Several years ago, a woman critiquing my draft told me,
"All your characters sound like transplanted Vulcans." With that blunt
sentence, I finally realized that while my characters were real people in my
imagination, their emotions on the page were muddled or clichéd, when they
existed at all.
I began to search for advice on how to depict characters
in a realistic and interesting way, but many books on characterization
talked about creating the characters, not about getting that creation across
to the reader. Hood's book is different because it helps writers find ways
to portray the characters that they've already created.
Each chapter has a few paragraphs about an emotion, three
examples of what not to do, three good examples from a variety of published
fiction, and three exercises.
Including three different good examples for each emotion
makes it easy to see the range of options available for showing that
emotion. This lets writers find a way to show that a specific character,
not some generic person, is feeling the emotion. The examples include a mix
of scene and narrative, interior monologue and action, and person.
In the chapter on anger, the bad examples include a
cliché and an emotionless fight. Hood contrasts these with a first-person
narration by an angry character, a snippet of dialogue between two people,
and a bit of a scene.
The exercises, which give readers a chance to practice
what they've just read, refer back to the examples. Hood provides an
objective for each exercise to help readers understand the purpose of the
technique. Many of the techniques could be applied to emotions other than
the one in the chapter in which they appear.

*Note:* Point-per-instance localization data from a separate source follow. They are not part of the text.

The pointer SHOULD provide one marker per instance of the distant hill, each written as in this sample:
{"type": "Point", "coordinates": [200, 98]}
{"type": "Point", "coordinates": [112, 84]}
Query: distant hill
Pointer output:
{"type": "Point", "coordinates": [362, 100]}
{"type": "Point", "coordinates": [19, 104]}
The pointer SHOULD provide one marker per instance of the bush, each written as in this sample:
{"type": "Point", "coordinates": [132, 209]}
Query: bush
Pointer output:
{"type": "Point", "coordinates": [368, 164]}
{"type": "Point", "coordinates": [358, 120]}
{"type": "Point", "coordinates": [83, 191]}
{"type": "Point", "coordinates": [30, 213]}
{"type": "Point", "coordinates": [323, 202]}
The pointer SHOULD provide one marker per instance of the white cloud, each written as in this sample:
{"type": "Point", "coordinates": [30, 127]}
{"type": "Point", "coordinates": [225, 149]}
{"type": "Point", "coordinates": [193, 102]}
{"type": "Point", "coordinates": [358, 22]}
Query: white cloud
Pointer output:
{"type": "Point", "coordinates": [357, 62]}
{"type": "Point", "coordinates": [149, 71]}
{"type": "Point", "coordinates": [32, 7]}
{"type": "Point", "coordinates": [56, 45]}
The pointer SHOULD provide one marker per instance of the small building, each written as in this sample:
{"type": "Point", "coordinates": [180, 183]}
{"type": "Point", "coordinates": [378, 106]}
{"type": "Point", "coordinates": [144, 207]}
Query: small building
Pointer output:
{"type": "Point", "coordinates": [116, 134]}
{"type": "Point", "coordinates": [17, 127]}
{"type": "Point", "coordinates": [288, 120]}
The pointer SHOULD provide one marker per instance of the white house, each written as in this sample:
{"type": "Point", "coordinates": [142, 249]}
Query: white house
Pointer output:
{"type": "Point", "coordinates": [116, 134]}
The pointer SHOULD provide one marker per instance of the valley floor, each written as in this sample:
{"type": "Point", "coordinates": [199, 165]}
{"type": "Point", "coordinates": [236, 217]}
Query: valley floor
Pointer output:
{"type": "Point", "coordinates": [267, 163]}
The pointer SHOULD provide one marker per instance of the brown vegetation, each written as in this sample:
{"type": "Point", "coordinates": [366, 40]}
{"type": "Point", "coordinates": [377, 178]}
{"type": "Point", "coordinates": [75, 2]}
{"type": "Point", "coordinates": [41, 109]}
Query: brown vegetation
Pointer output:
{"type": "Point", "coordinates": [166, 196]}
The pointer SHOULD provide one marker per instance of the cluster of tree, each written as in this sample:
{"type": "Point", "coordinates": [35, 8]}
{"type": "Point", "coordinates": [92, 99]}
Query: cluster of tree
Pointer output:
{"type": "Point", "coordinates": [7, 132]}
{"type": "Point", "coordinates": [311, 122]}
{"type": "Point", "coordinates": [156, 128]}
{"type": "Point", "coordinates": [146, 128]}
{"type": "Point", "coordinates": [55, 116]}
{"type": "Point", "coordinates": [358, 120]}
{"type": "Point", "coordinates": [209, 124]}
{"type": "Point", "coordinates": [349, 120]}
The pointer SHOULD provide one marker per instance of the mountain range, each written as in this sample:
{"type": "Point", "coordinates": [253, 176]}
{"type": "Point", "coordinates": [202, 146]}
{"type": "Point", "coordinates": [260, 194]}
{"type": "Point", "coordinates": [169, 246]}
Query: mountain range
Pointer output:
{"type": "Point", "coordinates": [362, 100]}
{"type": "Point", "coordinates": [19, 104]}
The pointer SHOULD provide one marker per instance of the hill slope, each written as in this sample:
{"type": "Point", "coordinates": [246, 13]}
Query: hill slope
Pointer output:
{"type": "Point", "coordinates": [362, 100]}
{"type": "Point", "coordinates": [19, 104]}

For example, in the anger chapter, Hood uses a few lines
from James Joyce's story "The Dead" in which a character feels anger
changing to lust. The exercise that goes along with that has the objective
"to write an emotional arc for a character to move through." Hood provides
a situation -- a woman giving another character some surprising news -- and
asks the reader to write a response that moves the character through at
least three emotions, not necessarily including anger.
Another exercise in the anger chapter plays off a passage
from a story by Stanley Elkin in which an angry narrator talks about people
he hates. The exercise asks the reader to pick two emotions that can feed
off each other, such as hate and anger, or passion and love, and to write a
passage that mentions one emotion while using the character's voice to show
the other.
Objectives for other exercises throughout the book
include using figurative language without sentimentality, using both
internal and external description to show emotion, and showing how two
different characters describe the same feeling.
With 36 different emotions, Hood doesn't stick to the
obvious choices: anger, happiness, love, and fear. She also includes more
nuanced feelings that are just as common and just as necessary to portraying
characters. Anxiety, curiosity, despair, guilt, hope, loneliness, revenge,
and suspicion are only a few of the feelings a character might experience
throughout a story or novel.
The first section of the book provides general advice
about characterization, including many techniques that turn up in the bad
and the good examples later on. Hood briefly discusses what to avoid --
cliches, lack of detail, and inconsistency -- before turning to how to do it
right -- drawing on your own emotions, using fresh language, and
understanding that emotions are complex among other things. While this
section is interesting, the following 36 on specific emotions are truly the
meat of the book.
Creating Character Emotions by Ann Hood.
Published by Story Press Books, 1998.